La escasa fiabilidad en el estudio sobre jóvenes política e internet del Reina Sofía

El Centro Reina Sofía sobre Adolescencia y Juventud acaba de publicar el estudio Política e internet. Una lectura desde los jóven…

El Centro Reina Sofía sobre Adolescencia y Juventud acaba de publicar el estudio Política e internet. Una lectura desde los jóvenes (y desde la red), elaborado por Juan Carlos Ballesteros Guerra, Elena Rodríguez San Julián y Anna Sanmartín Ortí, basándose en una pretendida encuesta realizada on line a 808 jóvenes"
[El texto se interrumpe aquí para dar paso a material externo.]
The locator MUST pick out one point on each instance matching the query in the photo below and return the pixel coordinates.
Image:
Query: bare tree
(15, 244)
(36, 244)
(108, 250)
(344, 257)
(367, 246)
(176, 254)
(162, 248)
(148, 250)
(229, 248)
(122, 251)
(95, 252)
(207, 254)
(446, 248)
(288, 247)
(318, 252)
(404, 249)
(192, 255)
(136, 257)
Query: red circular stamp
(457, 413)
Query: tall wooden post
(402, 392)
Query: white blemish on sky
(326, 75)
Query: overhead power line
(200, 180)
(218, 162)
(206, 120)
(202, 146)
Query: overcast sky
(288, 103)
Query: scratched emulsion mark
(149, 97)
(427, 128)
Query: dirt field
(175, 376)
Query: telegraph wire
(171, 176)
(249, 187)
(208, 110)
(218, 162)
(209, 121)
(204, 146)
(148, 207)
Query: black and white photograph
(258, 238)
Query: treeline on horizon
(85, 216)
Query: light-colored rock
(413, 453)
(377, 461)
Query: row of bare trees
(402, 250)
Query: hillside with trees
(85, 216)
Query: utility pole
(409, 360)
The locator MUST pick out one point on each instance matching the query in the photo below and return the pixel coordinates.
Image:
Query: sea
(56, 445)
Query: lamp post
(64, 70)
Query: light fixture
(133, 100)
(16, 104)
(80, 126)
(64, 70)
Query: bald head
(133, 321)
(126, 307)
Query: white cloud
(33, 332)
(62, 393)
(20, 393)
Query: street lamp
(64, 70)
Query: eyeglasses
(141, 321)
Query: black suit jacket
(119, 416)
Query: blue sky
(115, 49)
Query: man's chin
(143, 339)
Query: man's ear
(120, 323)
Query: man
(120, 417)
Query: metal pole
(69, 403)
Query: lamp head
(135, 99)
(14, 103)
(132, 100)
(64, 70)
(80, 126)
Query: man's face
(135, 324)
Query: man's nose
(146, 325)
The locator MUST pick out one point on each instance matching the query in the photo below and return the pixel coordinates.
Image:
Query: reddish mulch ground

El objetivo del estudio, según se señala en el informe, es el de "analizar cómo perciben los encuestados la sociedad actual y el sistema político, cuáles son sus canales y modalidades de participación ciudadana, y qué papel juega en todo ello el uso de Internet".

Tras la publicación del extenso estudio, de 323 páginas, la mayoría de medios de comunicación se han hecho eco de los resultados de la encuesta de forma totalmente acrítica hacia el contenido de la misma, resaltando que los jóvenes "reniegan" de los partidos y "desconfían" de la política.
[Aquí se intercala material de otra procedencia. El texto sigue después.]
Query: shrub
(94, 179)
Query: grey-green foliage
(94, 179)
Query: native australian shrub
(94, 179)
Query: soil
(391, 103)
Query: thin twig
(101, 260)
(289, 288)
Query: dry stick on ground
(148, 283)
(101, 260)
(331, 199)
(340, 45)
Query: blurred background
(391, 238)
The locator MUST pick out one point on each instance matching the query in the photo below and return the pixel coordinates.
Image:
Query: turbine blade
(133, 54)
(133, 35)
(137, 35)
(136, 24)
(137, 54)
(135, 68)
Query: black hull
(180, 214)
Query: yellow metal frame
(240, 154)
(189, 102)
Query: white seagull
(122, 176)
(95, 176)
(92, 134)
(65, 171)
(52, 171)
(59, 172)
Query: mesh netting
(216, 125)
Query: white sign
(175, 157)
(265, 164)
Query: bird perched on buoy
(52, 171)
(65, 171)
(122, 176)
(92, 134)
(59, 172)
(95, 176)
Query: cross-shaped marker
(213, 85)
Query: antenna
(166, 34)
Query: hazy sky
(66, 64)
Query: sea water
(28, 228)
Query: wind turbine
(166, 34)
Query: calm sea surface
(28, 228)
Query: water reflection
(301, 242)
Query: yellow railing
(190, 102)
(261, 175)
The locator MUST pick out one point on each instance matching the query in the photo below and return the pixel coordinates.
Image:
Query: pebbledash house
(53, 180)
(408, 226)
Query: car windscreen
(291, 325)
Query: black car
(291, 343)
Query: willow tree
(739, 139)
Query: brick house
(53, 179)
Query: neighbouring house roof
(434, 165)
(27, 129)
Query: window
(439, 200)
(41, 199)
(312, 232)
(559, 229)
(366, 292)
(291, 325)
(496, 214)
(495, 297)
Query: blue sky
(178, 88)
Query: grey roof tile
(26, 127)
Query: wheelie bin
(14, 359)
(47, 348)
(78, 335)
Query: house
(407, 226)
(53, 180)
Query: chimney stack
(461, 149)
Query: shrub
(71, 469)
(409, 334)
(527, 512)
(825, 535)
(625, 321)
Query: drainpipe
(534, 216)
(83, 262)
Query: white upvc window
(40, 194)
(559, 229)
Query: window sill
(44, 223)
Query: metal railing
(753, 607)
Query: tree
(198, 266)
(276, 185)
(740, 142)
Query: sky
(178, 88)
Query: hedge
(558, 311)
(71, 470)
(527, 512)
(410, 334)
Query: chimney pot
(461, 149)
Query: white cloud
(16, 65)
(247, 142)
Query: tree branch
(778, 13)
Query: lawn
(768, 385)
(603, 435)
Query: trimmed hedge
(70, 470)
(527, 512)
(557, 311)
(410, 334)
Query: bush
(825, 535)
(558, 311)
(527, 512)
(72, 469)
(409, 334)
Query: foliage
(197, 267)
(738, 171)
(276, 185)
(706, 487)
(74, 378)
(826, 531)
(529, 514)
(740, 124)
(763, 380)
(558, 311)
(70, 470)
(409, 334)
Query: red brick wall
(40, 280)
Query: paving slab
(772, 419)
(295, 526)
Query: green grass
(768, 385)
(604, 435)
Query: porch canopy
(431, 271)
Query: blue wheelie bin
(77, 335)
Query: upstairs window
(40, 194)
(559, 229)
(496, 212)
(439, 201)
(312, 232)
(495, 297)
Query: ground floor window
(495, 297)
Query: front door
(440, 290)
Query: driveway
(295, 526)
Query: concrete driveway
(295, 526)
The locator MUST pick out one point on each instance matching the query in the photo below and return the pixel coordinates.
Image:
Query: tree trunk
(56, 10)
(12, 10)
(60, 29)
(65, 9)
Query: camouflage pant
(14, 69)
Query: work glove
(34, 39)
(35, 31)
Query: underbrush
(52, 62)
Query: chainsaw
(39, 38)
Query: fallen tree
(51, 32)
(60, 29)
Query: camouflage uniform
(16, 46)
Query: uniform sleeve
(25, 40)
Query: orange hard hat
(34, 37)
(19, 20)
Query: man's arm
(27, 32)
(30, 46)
Sin embargo, a la vista del contenido del estudio, no se puede por menos que asegurar que los resultados de la encuesta on line carecen de fiabilidad y se trata más bien de la opinión de esos 808 personas, no representativas del universo de jóvenes .


"No reúne los requisitos"

Así lo reconocen los propios autores del estudio cuando indican que "para la selección de la muestra se contó con una muestra cualificada de jóvenes, usuarios habituales de Internet entre los 18 y los 25 años de edad. Es bastante típico que se acuda a bases de datos ‘cualificadas’, en las que se encuentran perfiles de jóvenes como el requerido para este estudio".

"Una vez seleccionados los participantes, con el requisito de edad (comprendida en la franja establecida) y de ser usuarios habituales de Internet y redes sociales, los entrevistados responden a la encuesta empleando un enlace que les permite acceder a la misma, pudiendo cumplimentarla a lo largo de un plazo de días previamente fijado", añaden.

Sin embargo, también reconocen:

1. Que "la sencillez del uso de estas bases de datos sólo tiene un inconveniente. En puridad, este proceso de selección no reúne los requisitos de azar y equiprobabilidad de un muestreo probabilístico, con lo cual no puede asegurarse que los resultados sean generalizables a todo el universo de jóvenes".

2. Advierten de que "una vez obtenidos los resultados, encontramos que existía una variabilidad importante en cuanto a la proporción de sexos presentes en la muestra. Exactamente, un 35,1% de hombres y un 64,9% de mujeres. El desequilibrio era evidente, con riesgo de alterar significativamente los resultados finales", por lo que se vieron obligados a "ponderar la muestra reequilibrando la variable sexo, hasta un límite aceptable".

3. "Todo ello afecta de manera relativa a los resultados de este estudio" y que "la peculiaridad de esta muestra nos obliga a advertir que los datos no son estadísticamente comparables (en algunas encuestas varían las franjas de edad utilizadas, o el rango de la escala empleada), pero sí son indicativos de ciertas tendencias y útiles como llamada de atención sobre nuestros resultados".

De esta manera, los propios responsables de la encuesta reconocen las limitaciones que refleja el estudio en base a una encuesta de estas características.


Lo indispensable de una encuesta

En este sentido, cabe recordar que es fundamental conocer la metodología empleada en cada encuesta para saber cuál es su grado de fiabilidad y de corrección metodológica; y que la muestra ha de ser representativa del universo que se quiere encuestar para conocer su opinión.

Es requisito indispensable recoger en la muestra con la máxima precisión cuáles son las características de este universo. Como mínimo, cuál es la estructura de la muestra en cuestiones como la distribución por edad, sexo, estudios, situación familiar y sociolaboral, o recuerdo de votos, así como otras variables en función de lo que se quiera estudiar, en este caso en un universo de jóvenes españoles entre los 18 y los 25 años.

Es por eso que las encuestas más fiables son las presenciales o las telefónicas, sobre todo las primeras, aunque son las más caras. En cualquier caso, las personas entrevistadas han de coincidir con los perfiles que se han determinado. Solo así se demuestra la profesionalidad de quienes la hacen y la validez de los resultados.

A tenor de todo ello, los resultados de la encuesta del Centro Reina Sofía no se pueden considerar válidos en absoluto, no tienen significación, al no cumplir los requisitos que ha de tener una muestra ni determinar el margen de error que se relaciona con el universo.